Deployment readiness then shifts to packaging. The lab builds a Docker image that includes only production dependencies. The Dockerfile uses a Python 3.6 base image, installs requirements from a production-only requirements.txt, swaps GPU-oriented PyTorch packages for CPU versions, copies the text recognizer and API server code, exposes port 8000, and launches the Flask app. Docker layer caching is highlighted: placing dependency installation steps before copying frequently changing code speeds up rebuilds.
Finally, the lab prepares a serverless version using AWS Lambda conventions. A separate app.pi defines a handler that loads the model, reads an image URL from the incoming event, performs prediction, and returns the result. A Lambda-compatible Docker image runs the handler locally (using the canonical localhost:9000 invocation path). The lab reports timing and billing behavior consistent with Lambda’s execution model, and notes that this approach can integrate with S3 triggers, add a lightweight API gateway in front, and support monitoring in a later lab.
In short: TorchScript reduces inference cost, Flask provides an HTTP interface with GET/POST image inputs, Docker makes the environment reproducible, and the Lambda handler pattern sets up serverless deployment with minimal additional code.
Cornell Notes
The lab upgrades a trained paragraph text recognizer for production-style serving by combining TorchScript, an HTTP API, and deployment packaging. TorchScript compiles the PyTorch model into a faster, statically defined form, with minimal code changes: set eval mode, script the model, and run inference through the scripted version. A Flask server then exposes predictions via /v1/predict, accepting either base64 images in a JSON POST body or image URLs via GET query parameters. The service is tested with standard pytest-style checks.
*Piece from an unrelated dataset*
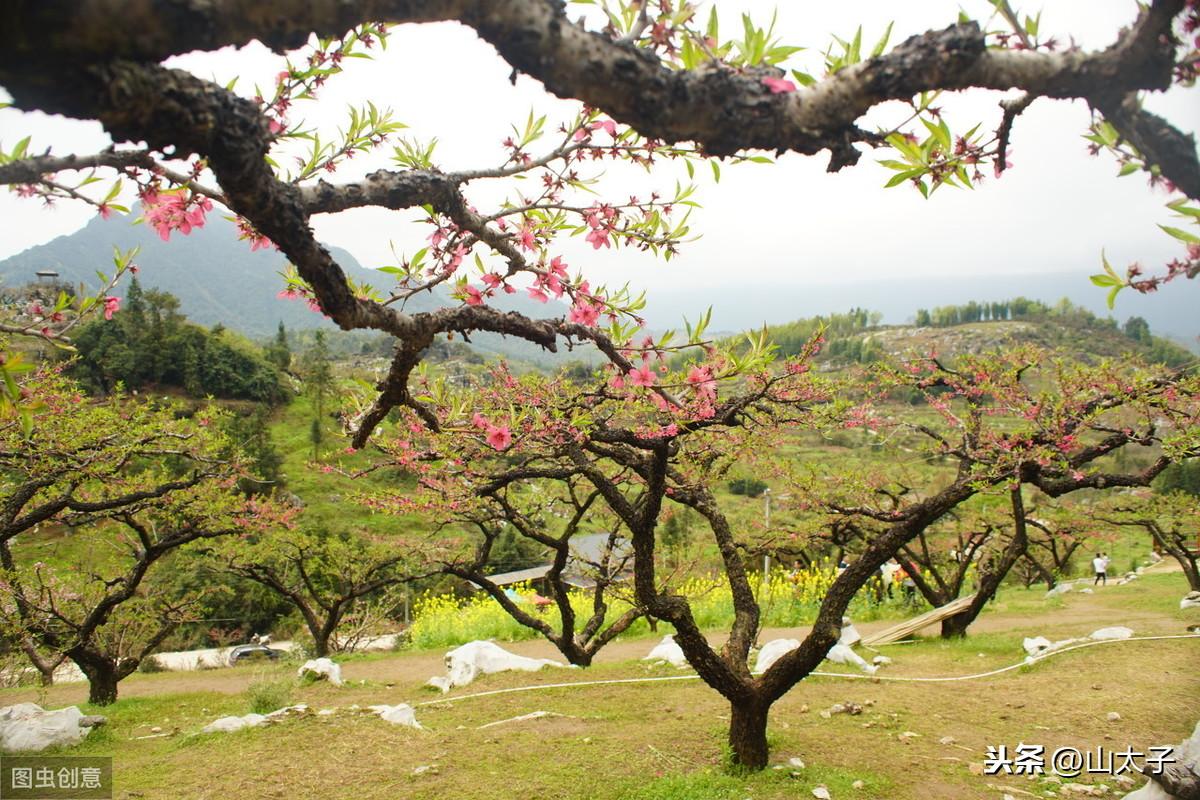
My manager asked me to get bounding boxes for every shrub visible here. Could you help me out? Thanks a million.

Finally, the same prediction logic is adapted into an AWS Lambda handler and run locally in a Lambda-compatible Docker container, using an event payload that includes an image URL.
How does TorchScript speed up inference, and what code changes are required?
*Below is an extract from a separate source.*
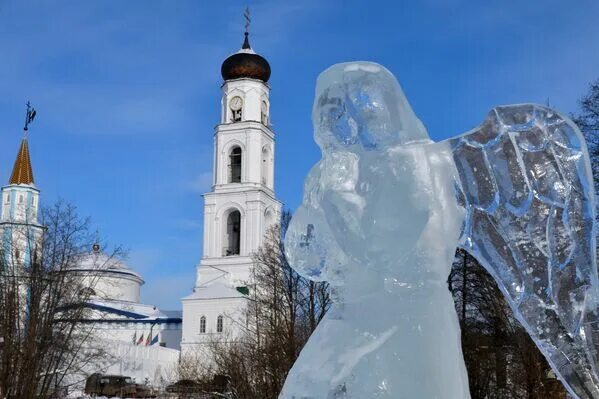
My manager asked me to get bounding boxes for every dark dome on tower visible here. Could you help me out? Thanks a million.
[220,32,270,83]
What does the Flask API endpoint /v1/predict accept, and how do GET and POST differ?
Why is it useful to version the API as /v1/predict, and what does the lab implement?
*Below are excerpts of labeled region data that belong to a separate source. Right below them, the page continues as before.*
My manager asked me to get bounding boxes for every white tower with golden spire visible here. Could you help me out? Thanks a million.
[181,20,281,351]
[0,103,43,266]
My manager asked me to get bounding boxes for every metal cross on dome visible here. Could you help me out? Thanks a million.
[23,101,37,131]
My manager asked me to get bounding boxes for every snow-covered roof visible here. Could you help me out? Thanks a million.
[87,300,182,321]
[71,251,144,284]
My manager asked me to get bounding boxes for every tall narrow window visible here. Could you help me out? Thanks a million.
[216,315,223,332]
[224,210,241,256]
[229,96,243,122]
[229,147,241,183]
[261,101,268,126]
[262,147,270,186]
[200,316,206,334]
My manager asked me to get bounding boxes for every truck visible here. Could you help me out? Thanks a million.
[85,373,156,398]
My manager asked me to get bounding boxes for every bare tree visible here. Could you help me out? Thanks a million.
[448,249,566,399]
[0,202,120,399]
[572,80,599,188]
How does Docker make the deployment environment reproducible for the Flask service?
What changes when moving from a Flask server to an AWS Lambda-style function?
How is local testing performed for both the Flask service and the Lambda container?
Review Questions
- What specific steps are required to convert the recognizer model to TorchScript, and how does that affect repeated inference calls?
- Describe the request formats supported by /v1/predict and explain how the server obtains the image in each case.
- When adapting the service to AWS Lambda, what does the handler receive, what does it return, and how is it invoked locally?
Key Points
- 1
TorchScript converts the Lab 8 PyTorch recognizer into a statically compiled model to reduce per-inference latency after an initial scripting step.
- 2
The Flask API endpoint /v1/predict supports both POST (base64 image in JSON) and GET (image URL in query parameters).
- 3
Loading the model at app startup (Flask) or at module level (Lambda) avoids reloading weights on every request.
- 4
Standard pytest-style tests can validate API behavior by asserting expected responses from HTTP requests.
- 5
Docker packaging uses production-only requirements and CPU PyTorch packages to create a reproducible runtime and speed rebuilds via layer caching.
- 6
A Lambda handler adapts the same prediction logic to an event-driven interface that expects image_url and returns the prediction result.
- 7
Local Lambda testing uses a Lambda-compatible container and the canonical localhost:9000 invocation pattern, mirroring AWS execution behavior.